Clashes broke out in Corsica on Saturday March 2, in the afternoon, between around ten hooded people and the police, on the sidelines of a demonstration in Bastia called for independence movements, two years later the fatal attack on independence activist Yvan Colonna in his cell.
The demonstration brought together 650 people, according to the Haute-Corse prefecture. Young men, dressed in house painter’s outfits or hooded, threw several Molotov cocktails at the police, positioned in large numbers near the Haute-Corse prefecture, in the city center of Bastia.
The police responded with tear gas grenades, during incidents which lasted around two hours in two streets adjacent to the prefecture. One of the demonstrators was treated by firefighters and transported to the Bastia hospital center for second-degree burns, according to the Haute-Corse fire and rescue service.
“Stop the repression”
The demonstration, part of the courthouse, had been organized at the call of the Patriotti collective and the Associu Sulidarità, which campaigns for the “Corsican political prisoners”, or the independence party Nazione, which has an elected member of the Assembly of Corsica. “Basta a repressione” (Stop the repression) and “Per i diritti di u populu corsu” (For the rights of the Corsican people) were the two watchwords of the demonstration.

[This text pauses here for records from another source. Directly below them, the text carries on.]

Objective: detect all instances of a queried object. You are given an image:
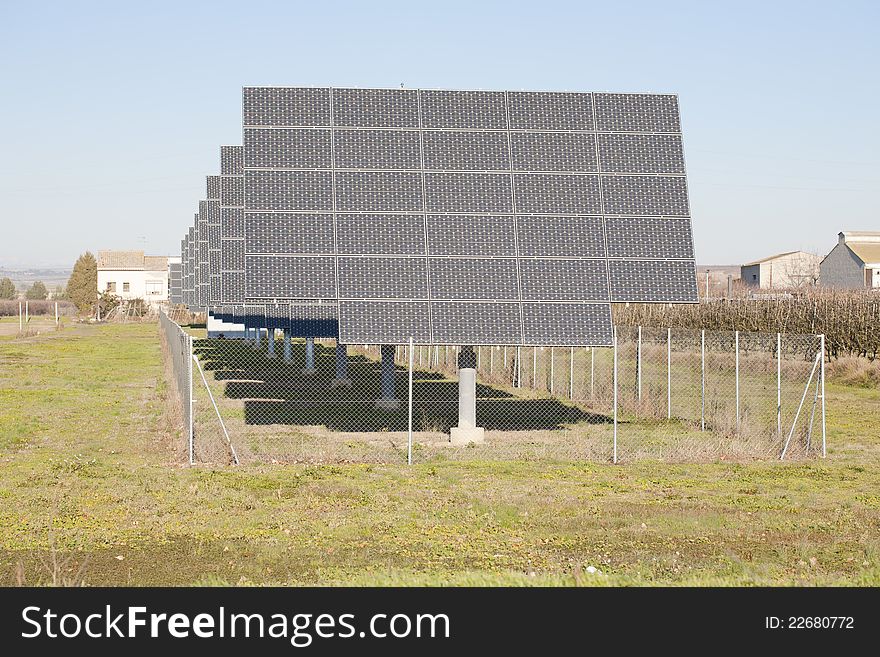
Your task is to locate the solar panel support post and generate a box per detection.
[666,328,672,420]
[376,344,400,411]
[330,340,350,388]
[636,326,642,401]
[284,329,293,363]
[700,329,706,431]
[516,347,522,388]
[819,333,827,459]
[612,330,617,463]
[733,331,739,431]
[449,346,485,445]
[587,346,600,401]
[410,336,422,465]
[776,333,782,438]
[303,338,316,375]
[266,328,275,358]
[532,347,538,390]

This gathering was organized on the second anniversary of the attack on Yvan Colonna in the Arles detention center (Bouches-du-Rhône), where he was serving a sentence for his role in the assassination of prefect Claude Erignac, in 1998 in Ajaccio. The independence activist died twenty days later; an event which caused violence in Corsica.
During a speech in front of the prefecture, Jean-Philippe Antolini, spokesperson for the Nazione movement, asked for “the end of arbitrary arrests stigmatizing independence activists”, but also “the recognition of the Corsican people on their land” : “On this earth, there is only one people, it is the Corsican people. » The speech also denounced “the murderous French state, responsible for the death of Yvan Colonna”.
A banner brandished by several young demonstrators also targeted Corsican elected officials who are participating in the Beauvau process, the Ministry of the Interior, on possible autonomy for the island: “We ate tear gas, to see you gorge yourself in Beauvau . »
During a dinner on Monday, a delegation of Corsican elected officials and Gérald Darmanin, the Minister of the Interior, agreed on five proposals to move towards autonomy for Corsica, as part of discussions started since two years. The next update will take place in mid-March, in a similar format.